Ah, I misunderstood the OP. Proleric’s code is straightforward and will do what you want. I advise using that.

However, here’s an optimized but more complicated solution that only iterates the 2DA once:

int GetRandom2DARow(string s2DA, string sColumn, string sFilter) {
    int chosen = -1, matched_count = 0, i = 0;
    while (1) {
        string val = Get2DAString(s2DA, sColumn, i++);
        if (val == "") // reached end of 2da
            break;

        if (val == sFilter)
            chosen = (Random(++matched_count) != 0) ? chosen : i - 1;
    }
    return chosen;
}

the trick used here is that Random(N) == 0 has 1/N chance of changing which row is chosen, and (N-1)/N chance of leaving it. So first time you see a match, there’s a 100% chance it’ll be chosen. Next match, it’s 50/50 whether you keep the first one or switch over to the second. On average, after you’ve iterated the whole 2DA each matching row has 1/N chance of being picked.
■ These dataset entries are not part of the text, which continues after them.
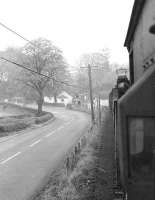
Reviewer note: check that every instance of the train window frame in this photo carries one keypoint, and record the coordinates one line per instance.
(129, 155)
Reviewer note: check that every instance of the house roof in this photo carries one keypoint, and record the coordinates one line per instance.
(134, 19)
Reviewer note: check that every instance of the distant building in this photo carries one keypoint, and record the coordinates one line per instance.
(139, 42)
(63, 97)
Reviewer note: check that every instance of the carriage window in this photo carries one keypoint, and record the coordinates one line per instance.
(141, 147)
(136, 131)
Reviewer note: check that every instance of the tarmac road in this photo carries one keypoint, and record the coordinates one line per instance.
(27, 159)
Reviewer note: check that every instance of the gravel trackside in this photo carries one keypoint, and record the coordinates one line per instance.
(92, 178)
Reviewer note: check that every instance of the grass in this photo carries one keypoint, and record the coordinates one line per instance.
(91, 179)
(20, 121)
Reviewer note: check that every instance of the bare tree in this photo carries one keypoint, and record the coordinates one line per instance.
(44, 58)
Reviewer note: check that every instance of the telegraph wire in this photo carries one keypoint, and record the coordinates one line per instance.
(32, 71)
(15, 33)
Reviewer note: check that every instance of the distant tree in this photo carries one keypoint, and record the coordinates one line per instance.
(102, 75)
(43, 57)
(9, 86)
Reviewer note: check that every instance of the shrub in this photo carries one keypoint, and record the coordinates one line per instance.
(43, 118)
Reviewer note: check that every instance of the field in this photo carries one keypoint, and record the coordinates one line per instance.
(14, 118)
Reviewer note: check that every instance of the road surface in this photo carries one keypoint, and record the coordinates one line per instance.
(27, 159)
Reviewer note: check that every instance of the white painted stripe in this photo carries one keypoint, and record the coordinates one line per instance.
(11, 157)
(49, 134)
(60, 128)
(34, 143)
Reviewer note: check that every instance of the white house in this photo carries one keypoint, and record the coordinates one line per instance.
(63, 97)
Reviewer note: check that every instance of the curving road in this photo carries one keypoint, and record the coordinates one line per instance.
(27, 159)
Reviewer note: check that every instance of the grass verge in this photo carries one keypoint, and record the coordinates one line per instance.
(91, 179)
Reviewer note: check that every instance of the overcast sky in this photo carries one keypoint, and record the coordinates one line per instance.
(75, 26)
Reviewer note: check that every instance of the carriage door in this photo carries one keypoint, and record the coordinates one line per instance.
(141, 157)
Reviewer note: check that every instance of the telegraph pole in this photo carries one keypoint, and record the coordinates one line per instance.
(90, 93)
EDIT: Fix typo (== -> !=), thanks @NWShacker!

3 Likes

Put your data in your 0 row (IE how many rows, valid items in column etc…) this will save you on multiple runs on the 2da.

@sherincall’s algorithm is the O(n) reservoir sampling with 1-element memory. If you follow the link you can see how it can be expanded if needed to sample several values in one run.
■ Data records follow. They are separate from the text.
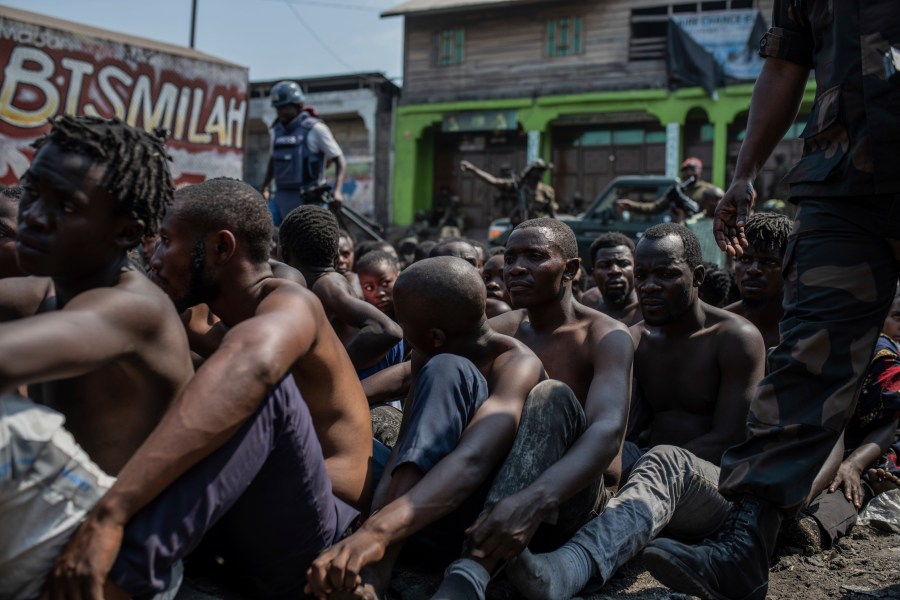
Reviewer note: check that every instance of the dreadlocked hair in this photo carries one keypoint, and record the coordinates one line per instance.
(137, 174)
(309, 236)
(768, 231)
(719, 287)
(13, 192)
I believe however this line should be like this:

chosen = (Random(++matched_count) != 0) ? chosen : i - 1;

to match the 1/n chance to change.

Except the first one no, it’s OK :slight_smile:


If you plan to call such function multiple times, my approach would be to iterate over the 2DA once and store indexes of matching rows in smaller array, say a string like this: 1|20|40|78|120 (or values themselves if you don’t need to access other columns: foo|bar|baz).

Then just call Random on the number of delimiters (d). To reduce sampling complexity from O(d) to O(1) (read: avoid using FindSubString), consider padding the numbers to fixed width: 1xxxx|20xxx|120xx. This should have good performance to few thousands of elements.

1 Like

In fact I tried both approaches, creating a dedicated 2da, I will decide later which one is better, I thank everyone for the help you gave me.

Just FYI, accessing a cell in a custom 2DA is O(1). The very first time you do it, you have slow disc access, but all subsequent accesses are O(1) lookups. So for static arrays that don’t change it’s probably a better option than anything else.

I know it gets cached, the problem arises when you loop over it… for several items :wink: The string method is a good tier-2 cache if one is ready to write extra code (fixed element width = offset calculation = O(1) too).